A Virada Digital: Pandemia, Viralização e o Início do Conteúdo Online
A pandemia de 2020 foi um divisor de águas na carreira de Natália. Foi nesse período que um vídeo seu, gravado com um amigo, viralizou no TikTok, atingindo milhões de visualizações. Este momento foi crucial para que ela se visse e fosse vista como estilista na internet.

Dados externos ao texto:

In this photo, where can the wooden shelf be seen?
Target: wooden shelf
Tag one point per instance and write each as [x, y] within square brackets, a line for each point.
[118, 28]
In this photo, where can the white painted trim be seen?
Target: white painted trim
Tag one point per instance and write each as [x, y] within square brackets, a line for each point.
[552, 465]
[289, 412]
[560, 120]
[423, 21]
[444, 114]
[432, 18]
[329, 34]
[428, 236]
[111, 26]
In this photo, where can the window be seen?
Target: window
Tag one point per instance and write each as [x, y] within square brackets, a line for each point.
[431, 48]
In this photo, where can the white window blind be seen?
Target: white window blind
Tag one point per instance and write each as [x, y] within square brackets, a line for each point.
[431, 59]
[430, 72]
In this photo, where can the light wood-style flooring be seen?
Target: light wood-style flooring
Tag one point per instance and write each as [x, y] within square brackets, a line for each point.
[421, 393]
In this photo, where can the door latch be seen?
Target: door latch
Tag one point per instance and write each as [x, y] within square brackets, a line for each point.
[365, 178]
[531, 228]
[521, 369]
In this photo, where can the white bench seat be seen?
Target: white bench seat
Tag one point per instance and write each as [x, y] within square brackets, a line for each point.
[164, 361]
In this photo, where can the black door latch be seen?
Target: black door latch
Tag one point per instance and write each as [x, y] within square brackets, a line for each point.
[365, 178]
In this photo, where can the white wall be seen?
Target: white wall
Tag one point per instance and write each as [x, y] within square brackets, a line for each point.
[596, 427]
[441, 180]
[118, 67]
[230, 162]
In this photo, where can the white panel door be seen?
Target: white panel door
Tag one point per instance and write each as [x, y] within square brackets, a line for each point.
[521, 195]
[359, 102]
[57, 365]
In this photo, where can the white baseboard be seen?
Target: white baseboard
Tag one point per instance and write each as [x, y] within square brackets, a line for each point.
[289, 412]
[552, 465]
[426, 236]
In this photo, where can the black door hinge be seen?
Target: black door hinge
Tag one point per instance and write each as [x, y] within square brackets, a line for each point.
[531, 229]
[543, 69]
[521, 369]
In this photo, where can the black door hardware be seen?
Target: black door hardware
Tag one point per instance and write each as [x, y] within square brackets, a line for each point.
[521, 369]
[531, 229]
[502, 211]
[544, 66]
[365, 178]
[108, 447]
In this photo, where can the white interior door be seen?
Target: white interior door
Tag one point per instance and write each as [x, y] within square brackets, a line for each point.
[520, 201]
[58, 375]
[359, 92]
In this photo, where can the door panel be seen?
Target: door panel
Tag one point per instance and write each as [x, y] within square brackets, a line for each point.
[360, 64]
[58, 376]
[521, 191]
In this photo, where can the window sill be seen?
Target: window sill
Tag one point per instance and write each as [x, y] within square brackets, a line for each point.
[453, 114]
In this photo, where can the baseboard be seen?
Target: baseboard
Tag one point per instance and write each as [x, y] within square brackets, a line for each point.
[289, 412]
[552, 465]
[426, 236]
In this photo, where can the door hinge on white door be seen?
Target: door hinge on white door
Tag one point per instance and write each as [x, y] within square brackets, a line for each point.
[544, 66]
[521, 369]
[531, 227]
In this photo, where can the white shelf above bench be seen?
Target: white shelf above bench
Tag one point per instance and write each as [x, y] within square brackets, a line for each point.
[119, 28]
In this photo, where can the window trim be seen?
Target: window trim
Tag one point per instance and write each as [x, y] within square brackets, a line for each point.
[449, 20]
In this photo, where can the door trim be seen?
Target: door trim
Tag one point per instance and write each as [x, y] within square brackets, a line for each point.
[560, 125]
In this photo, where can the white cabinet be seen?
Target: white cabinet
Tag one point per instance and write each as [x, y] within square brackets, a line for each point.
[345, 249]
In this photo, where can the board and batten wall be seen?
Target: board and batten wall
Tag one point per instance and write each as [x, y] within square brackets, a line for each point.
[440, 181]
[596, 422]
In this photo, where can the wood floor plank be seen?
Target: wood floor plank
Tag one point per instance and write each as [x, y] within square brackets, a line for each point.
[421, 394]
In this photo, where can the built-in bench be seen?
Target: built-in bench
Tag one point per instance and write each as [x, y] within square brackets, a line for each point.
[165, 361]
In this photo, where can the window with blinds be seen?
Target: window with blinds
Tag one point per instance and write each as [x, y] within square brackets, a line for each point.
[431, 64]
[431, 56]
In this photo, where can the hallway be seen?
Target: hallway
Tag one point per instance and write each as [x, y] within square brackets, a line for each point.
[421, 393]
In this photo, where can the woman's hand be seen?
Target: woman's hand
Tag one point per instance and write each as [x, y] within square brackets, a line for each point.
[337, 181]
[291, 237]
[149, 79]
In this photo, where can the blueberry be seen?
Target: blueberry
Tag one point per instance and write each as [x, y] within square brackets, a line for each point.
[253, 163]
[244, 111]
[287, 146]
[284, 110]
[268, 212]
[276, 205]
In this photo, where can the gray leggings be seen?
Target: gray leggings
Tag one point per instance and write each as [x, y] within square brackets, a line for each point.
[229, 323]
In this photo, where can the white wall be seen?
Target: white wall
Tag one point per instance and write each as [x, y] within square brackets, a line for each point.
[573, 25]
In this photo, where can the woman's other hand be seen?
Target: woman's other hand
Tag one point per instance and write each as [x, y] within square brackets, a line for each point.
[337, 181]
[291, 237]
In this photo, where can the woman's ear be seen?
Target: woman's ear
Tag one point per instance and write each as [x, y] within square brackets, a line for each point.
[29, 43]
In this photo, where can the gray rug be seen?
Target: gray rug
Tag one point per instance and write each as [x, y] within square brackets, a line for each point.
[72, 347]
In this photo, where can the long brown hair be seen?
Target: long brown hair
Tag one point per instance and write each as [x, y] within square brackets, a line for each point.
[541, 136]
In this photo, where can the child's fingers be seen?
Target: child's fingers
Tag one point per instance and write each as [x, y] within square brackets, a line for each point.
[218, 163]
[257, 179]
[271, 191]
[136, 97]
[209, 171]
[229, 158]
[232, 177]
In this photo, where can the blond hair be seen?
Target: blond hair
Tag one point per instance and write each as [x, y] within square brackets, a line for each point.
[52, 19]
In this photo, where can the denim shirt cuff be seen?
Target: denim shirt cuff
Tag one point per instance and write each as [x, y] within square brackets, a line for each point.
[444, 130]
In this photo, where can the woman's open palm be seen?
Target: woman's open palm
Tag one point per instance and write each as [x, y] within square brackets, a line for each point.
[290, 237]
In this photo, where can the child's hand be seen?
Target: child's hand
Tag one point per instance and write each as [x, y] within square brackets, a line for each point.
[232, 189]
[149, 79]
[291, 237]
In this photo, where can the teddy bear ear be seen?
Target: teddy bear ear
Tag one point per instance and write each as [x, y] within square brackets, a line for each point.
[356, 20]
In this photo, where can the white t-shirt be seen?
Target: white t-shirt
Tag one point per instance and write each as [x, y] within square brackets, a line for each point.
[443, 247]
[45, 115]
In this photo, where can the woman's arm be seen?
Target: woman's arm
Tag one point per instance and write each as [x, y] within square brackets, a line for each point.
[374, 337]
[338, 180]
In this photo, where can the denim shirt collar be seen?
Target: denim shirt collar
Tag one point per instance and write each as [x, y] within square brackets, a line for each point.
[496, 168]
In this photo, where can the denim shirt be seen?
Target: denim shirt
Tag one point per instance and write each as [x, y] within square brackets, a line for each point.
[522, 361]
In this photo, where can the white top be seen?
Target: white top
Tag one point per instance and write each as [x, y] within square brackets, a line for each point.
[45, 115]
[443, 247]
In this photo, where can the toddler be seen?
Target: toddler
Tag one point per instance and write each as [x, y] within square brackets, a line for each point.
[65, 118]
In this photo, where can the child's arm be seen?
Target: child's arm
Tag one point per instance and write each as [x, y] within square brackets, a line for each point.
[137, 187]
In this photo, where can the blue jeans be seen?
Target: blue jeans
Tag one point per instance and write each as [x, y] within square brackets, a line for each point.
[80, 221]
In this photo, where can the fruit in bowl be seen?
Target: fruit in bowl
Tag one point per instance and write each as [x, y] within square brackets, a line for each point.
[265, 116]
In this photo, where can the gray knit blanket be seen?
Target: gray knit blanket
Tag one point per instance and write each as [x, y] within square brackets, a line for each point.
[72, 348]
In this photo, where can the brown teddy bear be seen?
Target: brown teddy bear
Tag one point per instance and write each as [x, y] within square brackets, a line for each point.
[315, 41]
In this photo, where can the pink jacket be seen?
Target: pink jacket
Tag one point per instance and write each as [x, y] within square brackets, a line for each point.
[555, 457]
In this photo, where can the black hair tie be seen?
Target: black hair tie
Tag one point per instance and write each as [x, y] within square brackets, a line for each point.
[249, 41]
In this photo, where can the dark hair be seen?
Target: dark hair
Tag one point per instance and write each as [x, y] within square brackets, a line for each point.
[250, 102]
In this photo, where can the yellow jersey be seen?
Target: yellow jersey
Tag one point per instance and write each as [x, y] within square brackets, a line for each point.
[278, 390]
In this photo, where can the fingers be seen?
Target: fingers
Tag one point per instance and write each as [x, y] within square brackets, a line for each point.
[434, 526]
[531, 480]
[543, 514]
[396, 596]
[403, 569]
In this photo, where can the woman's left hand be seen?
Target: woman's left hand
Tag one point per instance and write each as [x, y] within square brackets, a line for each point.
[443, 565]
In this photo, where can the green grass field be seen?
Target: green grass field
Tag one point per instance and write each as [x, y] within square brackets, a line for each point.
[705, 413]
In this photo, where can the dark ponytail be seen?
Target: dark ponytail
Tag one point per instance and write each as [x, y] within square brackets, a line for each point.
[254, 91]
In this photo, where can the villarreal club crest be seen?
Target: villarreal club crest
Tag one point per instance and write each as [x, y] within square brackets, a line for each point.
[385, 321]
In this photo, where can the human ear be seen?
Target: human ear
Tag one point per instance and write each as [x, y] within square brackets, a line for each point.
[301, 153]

Aproveitando a oportunidade, Natália começou a produzir conteúdo sobre as roupas que fazia e, como não comprava roupas há mais de 10 anos, vestia suas próprias criações. Ela passou a postar sua vivência com as noivas e os bastidores do seu trabalho. O conteúdo mostrou-se um sucesso. Ela já dominava o mercado da sua cidade, mas sentia a necessidade de evoluir e sair da zona de conforto. Foi então que tomou a decisão de se mudar para São Paulo, sem conhecer ninguém, apenas com o celular e um amigo que a ajudou na busca pela casa. A mudança foi rápida e corajosa: em um mês, ela já estava vivendo na capital paulista, pronta para recomeçar do zero.
A Superação do Burnout: Equilibrando o Caos de São Paulo com a Saúde Mental
A transição para São Paulo, embora frutífera, foi extremamente desafiadora. A agenda lotada, a falta de uma rede de apoio e o ritmo acelerado da cidade a consumiram. Após um ano vivendo essa rotina intensa, Natália sofreu um burnout. Ela descreve esse momento como essencial para sua evolução, pois foi quando conseguiu parar e cuidar de si mesma como pessoa física, algo que havia negligenciado em prol da carreira.
Hoje, Natália aprendeu a importância do descanso programado. Ela organiza sua agenda de acordo com o movimento do mercado, sabendo que janeiro é um mês fraco para o comércio e, portanto, um período ideal para férias. Ela também busca ativamente momentos para se desconectar, viajando para a serra, indo a museus ou simplesmente não fazendo nada. Sua principal mensagem para outros empreendedores é saber viver no caos sem deixar que o caos os domine. Ela alerta que, muitas vezes, as pessoas só caem na real quando estão no fundo do poço, e que se recusar a descansar pode levar a consequências graves das quais é muito difícil se recuperar.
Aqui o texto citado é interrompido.